In the end, Garcon’s TD total may not titillate, but he’ll be a heartthrob in PPR leagues. Pencil me in for a final line around 85-1090-5. Outside Cameron Meredith, there isn’t a better wide receiver value buy on the market (Garcon ADP: 76.2, WR38).
Liz – BUYING. In Kyle Shanahan’s second year as OC in Washington, when healthy for a full 16-game slate, Garcon produced a 113-1,346-5 stat line, placing him just outside of the top-twelve fantasy producers at the WR position. For the past two seasons he’s managed WR3 stats, averaging between 11 and 12 fantasy points per contest. Noting Garcon’s familiarity with Shanahan, the lack of depth behind him, and Brian Hoyer’s good-enough-ness, there’s no reason to believe the vet won’t remain consistent for another season.

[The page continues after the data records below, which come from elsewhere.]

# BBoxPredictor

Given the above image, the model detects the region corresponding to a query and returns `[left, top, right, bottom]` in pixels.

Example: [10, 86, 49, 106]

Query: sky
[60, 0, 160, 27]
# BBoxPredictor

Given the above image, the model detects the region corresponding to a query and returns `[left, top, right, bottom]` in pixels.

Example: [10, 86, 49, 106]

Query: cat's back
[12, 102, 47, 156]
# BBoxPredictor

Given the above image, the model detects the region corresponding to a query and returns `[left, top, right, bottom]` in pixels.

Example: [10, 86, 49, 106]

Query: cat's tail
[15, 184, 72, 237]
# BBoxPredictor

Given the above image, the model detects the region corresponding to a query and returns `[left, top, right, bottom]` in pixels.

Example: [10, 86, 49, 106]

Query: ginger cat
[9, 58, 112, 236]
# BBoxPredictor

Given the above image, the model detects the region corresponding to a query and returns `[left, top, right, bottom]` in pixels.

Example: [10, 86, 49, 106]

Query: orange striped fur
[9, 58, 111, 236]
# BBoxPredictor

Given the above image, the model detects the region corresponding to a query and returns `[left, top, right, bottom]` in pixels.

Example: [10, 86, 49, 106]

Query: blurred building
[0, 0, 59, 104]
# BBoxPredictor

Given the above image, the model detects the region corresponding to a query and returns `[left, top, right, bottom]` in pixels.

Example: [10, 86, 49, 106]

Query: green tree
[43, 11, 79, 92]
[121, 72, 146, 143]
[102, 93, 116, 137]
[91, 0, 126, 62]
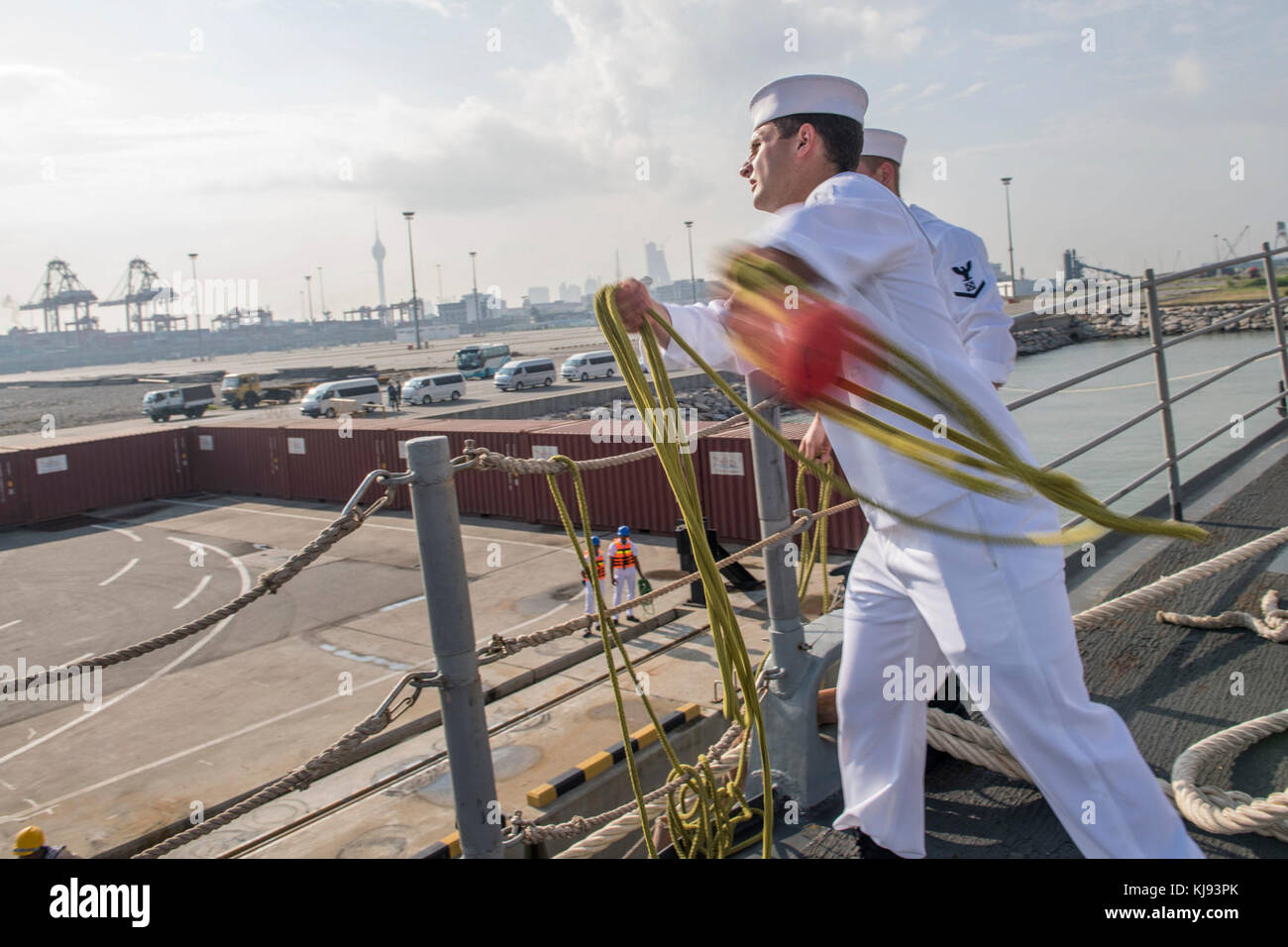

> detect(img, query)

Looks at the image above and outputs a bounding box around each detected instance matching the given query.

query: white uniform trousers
[581,579,604,614]
[834,494,1203,858]
[613,566,635,618]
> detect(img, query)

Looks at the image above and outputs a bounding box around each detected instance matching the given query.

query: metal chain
[3,471,408,693]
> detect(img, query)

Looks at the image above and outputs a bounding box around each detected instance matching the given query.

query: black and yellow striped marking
[419,832,461,858]
[528,703,702,806]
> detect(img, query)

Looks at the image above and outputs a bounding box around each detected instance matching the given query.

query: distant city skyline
[0,0,1288,330]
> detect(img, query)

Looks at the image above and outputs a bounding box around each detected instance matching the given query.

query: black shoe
[844,828,903,858]
[926,697,970,771]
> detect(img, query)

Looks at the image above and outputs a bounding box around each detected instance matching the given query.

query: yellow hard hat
[13,826,46,858]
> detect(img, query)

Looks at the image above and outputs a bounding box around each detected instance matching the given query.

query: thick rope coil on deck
[533,527,1288,858]
[1073,526,1288,631]
[1160,710,1288,841]
[1158,588,1288,644]
[507,723,743,858]
[926,527,1288,841]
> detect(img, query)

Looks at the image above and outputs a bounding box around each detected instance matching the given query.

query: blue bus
[456,346,510,377]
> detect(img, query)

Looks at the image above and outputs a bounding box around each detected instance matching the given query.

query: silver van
[402,371,465,404]
[559,352,617,381]
[300,377,382,417]
[492,359,555,391]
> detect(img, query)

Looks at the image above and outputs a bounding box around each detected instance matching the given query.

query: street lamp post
[188,254,205,359]
[318,266,331,322]
[684,220,698,305]
[1002,177,1017,299]
[403,210,420,351]
[471,250,483,322]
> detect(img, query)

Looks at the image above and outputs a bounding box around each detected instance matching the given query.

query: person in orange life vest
[608,526,648,621]
[581,536,604,638]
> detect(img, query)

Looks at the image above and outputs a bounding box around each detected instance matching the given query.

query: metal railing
[1006,244,1288,527]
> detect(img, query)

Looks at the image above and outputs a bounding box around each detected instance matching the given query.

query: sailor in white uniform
[607,76,1202,858]
[858,129,1015,386]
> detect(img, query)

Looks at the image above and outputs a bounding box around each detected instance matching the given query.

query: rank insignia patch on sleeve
[953,261,988,299]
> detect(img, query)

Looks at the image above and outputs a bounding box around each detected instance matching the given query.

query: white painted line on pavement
[90,526,143,543]
[99,557,139,585]
[161,500,561,553]
[175,575,210,608]
[0,536,252,773]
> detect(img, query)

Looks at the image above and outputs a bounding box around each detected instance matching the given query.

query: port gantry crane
[1064,250,1133,279]
[1221,224,1252,261]
[18,261,98,334]
[99,257,180,333]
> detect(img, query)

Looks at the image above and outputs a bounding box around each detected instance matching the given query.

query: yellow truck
[219,371,302,408]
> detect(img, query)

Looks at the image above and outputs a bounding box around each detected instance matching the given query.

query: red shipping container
[18,428,193,522]
[0,450,27,526]
[380,417,550,523]
[188,424,291,498]
[532,421,680,533]
[279,420,402,504]
[696,424,867,552]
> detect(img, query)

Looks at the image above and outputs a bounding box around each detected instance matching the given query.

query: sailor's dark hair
[772,112,863,171]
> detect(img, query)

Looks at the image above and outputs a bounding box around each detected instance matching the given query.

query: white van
[492,359,555,391]
[402,371,465,404]
[559,352,617,381]
[300,377,381,417]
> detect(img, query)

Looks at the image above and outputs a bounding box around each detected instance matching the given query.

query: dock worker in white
[858,129,1015,388]
[608,526,644,621]
[802,129,1015,472]
[581,536,604,638]
[617,76,1202,858]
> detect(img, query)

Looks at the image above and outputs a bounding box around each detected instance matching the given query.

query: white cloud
[1172,53,1207,95]
[948,82,988,100]
[1020,0,1143,21]
[815,5,926,58]
[978,30,1078,53]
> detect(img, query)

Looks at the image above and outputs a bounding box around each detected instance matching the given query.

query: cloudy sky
[0,0,1288,329]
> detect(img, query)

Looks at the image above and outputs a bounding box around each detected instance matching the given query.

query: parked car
[300,377,383,417]
[143,385,215,421]
[219,371,295,408]
[559,352,617,381]
[402,371,465,404]
[492,359,555,391]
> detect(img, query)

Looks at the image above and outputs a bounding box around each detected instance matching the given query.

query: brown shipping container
[279,420,406,502]
[696,424,867,552]
[532,421,680,533]
[0,450,26,526]
[188,424,291,498]
[380,417,550,523]
[18,428,193,522]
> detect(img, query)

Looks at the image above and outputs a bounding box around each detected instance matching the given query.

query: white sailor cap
[863,129,909,164]
[751,76,868,129]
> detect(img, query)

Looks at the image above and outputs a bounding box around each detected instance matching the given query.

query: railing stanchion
[1145,269,1181,520]
[746,372,804,691]
[1261,244,1288,414]
[407,437,503,858]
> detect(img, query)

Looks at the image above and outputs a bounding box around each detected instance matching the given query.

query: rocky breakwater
[1014,303,1274,356]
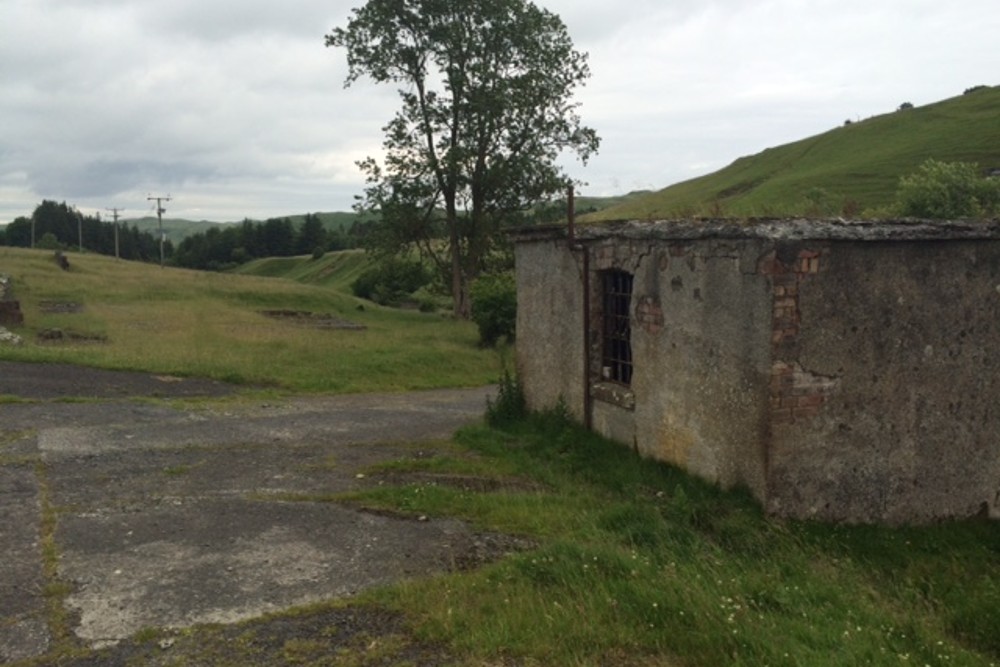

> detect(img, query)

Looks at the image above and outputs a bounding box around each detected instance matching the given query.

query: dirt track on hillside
[0,362,519,665]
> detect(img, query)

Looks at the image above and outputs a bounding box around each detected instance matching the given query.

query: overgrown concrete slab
[0,362,503,662]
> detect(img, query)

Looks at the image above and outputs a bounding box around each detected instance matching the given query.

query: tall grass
[344,416,1000,667]
[0,248,500,392]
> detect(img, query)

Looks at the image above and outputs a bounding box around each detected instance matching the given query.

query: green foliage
[4,200,164,261]
[342,412,1000,667]
[351,257,430,305]
[326,0,599,317]
[35,232,64,250]
[470,273,517,347]
[897,159,1000,220]
[486,369,528,428]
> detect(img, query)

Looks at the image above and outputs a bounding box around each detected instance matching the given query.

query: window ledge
[590,382,635,410]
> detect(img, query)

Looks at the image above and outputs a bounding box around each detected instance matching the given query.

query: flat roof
[510,218,1000,243]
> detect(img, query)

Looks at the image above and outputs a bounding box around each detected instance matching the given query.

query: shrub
[351,258,430,305]
[896,159,1000,220]
[469,273,517,347]
[35,232,63,250]
[486,369,528,428]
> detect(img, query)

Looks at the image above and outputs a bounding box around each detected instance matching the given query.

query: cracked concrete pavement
[0,362,490,663]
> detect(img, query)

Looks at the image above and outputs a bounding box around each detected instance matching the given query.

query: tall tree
[326,0,600,317]
[295,213,327,255]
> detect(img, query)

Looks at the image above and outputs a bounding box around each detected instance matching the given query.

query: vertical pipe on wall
[566,185,594,429]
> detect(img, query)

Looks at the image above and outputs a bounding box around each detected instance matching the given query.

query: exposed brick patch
[635,296,663,334]
[771,361,840,424]
[757,250,839,424]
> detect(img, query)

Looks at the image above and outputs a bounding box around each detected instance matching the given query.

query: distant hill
[122,191,648,245]
[582,87,1000,221]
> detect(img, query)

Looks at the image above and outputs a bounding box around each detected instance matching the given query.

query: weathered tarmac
[0,362,489,663]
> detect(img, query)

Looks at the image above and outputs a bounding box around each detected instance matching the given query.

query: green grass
[583,86,1000,221]
[0,247,500,393]
[341,418,1000,666]
[234,250,370,294]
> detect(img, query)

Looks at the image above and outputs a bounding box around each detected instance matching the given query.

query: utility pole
[146,197,170,269]
[104,208,125,259]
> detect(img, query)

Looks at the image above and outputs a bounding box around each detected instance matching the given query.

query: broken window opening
[601,270,632,386]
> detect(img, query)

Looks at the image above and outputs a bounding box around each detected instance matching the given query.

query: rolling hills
[582,86,1000,221]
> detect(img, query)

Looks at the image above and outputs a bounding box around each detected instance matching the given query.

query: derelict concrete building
[514,220,1000,522]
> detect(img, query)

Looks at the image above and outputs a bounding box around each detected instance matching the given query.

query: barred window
[601,271,632,385]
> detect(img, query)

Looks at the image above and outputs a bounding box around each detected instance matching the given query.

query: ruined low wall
[516,220,1000,522]
[0,274,24,326]
[767,235,1000,522]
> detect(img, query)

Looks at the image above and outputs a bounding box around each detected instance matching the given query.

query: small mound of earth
[38,301,83,315]
[260,310,366,331]
[38,329,108,343]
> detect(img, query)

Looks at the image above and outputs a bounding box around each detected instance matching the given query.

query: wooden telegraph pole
[104,208,125,259]
[146,197,170,269]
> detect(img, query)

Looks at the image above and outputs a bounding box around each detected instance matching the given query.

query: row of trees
[173,213,369,271]
[0,200,173,262]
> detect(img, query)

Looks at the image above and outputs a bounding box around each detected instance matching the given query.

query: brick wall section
[758,250,837,424]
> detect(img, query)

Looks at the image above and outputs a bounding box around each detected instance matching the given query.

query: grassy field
[0,248,1000,667]
[234,250,370,294]
[74,413,1000,667]
[0,248,501,393]
[583,86,1000,221]
[340,415,1000,667]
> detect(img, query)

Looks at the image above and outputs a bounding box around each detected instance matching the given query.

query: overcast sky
[0,0,1000,224]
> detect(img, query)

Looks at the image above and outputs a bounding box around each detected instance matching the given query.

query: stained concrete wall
[516,221,1000,522]
[517,238,585,421]
[767,236,1000,522]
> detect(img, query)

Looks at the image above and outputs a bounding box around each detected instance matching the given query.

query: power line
[146,197,170,269]
[104,208,125,259]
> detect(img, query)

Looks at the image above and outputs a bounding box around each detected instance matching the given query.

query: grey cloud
[28,159,215,199]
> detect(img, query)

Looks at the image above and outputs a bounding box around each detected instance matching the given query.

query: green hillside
[128,216,228,245]
[583,86,1000,221]
[233,250,370,293]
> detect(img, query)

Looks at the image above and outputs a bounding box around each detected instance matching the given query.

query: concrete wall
[767,238,1000,522]
[517,239,585,421]
[516,221,1000,522]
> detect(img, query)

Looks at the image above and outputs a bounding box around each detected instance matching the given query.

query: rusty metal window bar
[601,270,632,385]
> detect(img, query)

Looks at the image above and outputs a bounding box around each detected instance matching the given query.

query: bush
[35,232,63,250]
[351,258,430,305]
[486,369,528,428]
[896,159,1000,220]
[469,273,517,347]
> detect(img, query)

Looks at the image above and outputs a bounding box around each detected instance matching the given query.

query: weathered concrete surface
[514,220,1000,523]
[0,364,496,663]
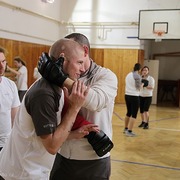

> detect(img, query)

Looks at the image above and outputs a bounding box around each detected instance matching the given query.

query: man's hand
[38,53,68,87]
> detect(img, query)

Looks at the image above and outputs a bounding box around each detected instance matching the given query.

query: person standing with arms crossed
[138,66,155,129]
[124,63,142,137]
[7,56,28,102]
[0,47,20,151]
[39,33,117,180]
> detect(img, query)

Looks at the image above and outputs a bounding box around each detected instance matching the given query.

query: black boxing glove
[141,79,149,87]
[85,131,114,157]
[38,52,68,87]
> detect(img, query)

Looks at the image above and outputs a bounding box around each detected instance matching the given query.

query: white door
[144,60,159,104]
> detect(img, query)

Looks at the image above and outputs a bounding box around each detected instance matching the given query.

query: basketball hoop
[153,30,165,42]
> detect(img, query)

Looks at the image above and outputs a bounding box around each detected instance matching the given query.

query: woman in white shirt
[7,56,28,101]
[139,66,155,129]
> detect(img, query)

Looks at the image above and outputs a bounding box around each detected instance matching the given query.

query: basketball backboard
[138,9,180,40]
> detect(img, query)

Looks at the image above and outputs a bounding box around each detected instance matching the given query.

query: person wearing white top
[138,66,155,129]
[33,67,42,80]
[7,56,28,102]
[0,39,97,180]
[123,63,142,137]
[43,33,118,180]
[0,47,20,150]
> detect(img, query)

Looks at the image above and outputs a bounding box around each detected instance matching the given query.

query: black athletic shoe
[138,121,145,127]
[143,123,149,129]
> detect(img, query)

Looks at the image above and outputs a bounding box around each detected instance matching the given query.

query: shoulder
[2,76,16,86]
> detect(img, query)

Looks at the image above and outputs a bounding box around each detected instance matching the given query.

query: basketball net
[153,30,165,42]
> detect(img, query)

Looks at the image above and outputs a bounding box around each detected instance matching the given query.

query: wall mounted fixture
[41,0,54,3]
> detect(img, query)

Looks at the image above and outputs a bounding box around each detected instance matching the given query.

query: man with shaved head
[0,39,97,180]
[37,33,117,180]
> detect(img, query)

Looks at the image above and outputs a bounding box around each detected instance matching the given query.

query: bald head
[49,38,84,59]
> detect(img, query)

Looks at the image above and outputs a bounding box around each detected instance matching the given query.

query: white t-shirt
[0,77,20,147]
[125,72,140,96]
[140,76,155,97]
[33,67,42,79]
[0,79,64,180]
[60,63,118,160]
[16,66,28,91]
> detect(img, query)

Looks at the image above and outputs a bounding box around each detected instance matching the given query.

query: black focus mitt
[85,131,114,157]
[38,52,68,87]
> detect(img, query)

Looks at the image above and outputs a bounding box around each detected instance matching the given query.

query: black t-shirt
[25,78,62,136]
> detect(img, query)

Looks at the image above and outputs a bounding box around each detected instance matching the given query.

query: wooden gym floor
[110,104,180,180]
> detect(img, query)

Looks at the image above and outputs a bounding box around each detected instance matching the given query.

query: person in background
[7,56,28,102]
[123,63,142,137]
[39,33,118,180]
[0,39,97,180]
[139,66,155,129]
[33,62,42,80]
[0,47,20,151]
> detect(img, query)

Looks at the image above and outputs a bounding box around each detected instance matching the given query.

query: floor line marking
[111,159,180,171]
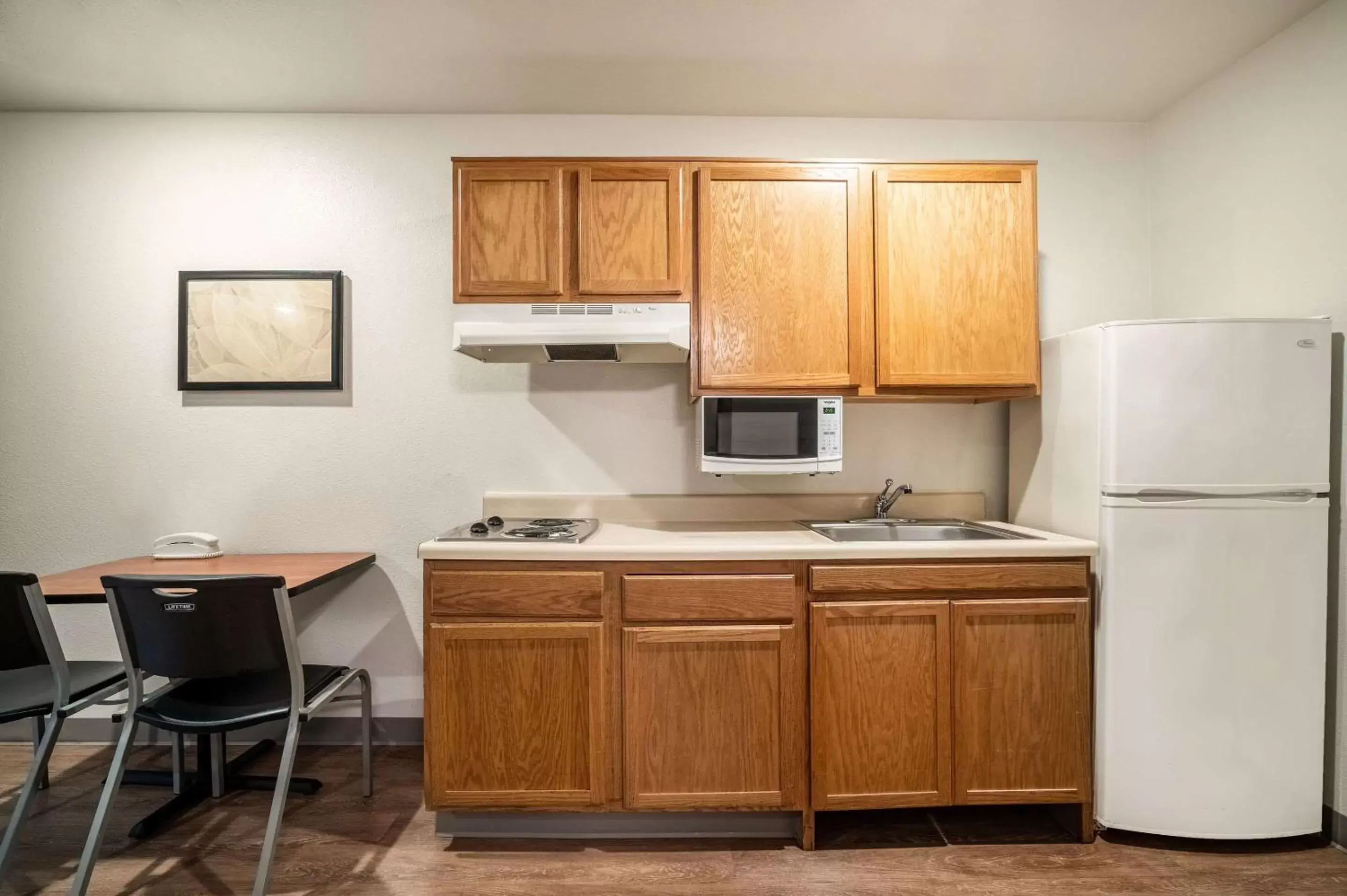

DUMPSTER DIVING. The unheralded Niner owners should willingly chase in the double-digit rounds of 12-team drafts is ________.
Liz – ALDRICK ROBINSON. Entering his fifth year in the league, Robinson played under Shanahan in Washington and Atlanta. Ironically, he scored his first career TD in 2012, after subbing in for Garcon when the starter went out with a foot injury. A gutty player with 4.3 speed, Robinson comps similarly to Taylor Gabriel, who shone in Shanahan’s system last season.
Clearly a fan of his skill set, the 49ers new HC figures to find a role for the speedster. His progress over the summer must be monitored closely, as he has a solid shot of lining up as the team’s No. 2 WR come September.
Brad – BRUCE ELLINGTON. The overlooked target was a fixture on deep sleeper lists prior to the 2016 season. However, a torn hamstring quickly eliminated any shot at a breakout. Still working his way back from the devastating setback, he’s in line to start opposite Garcon, provided his legs don’t spontaneously combust. He missed time in OTAs, but, as his advanced physical metrics indicate, he possesses intriguing baseline attributes. Get healthy and impress in training camp and Ellington could flirt with 55-60 receptions this fall. It’s not like Marquis Goodwin, Jeremy Kerley and rookie Trent Taylor present fearsome competition. Monitor the dark horse’s progress.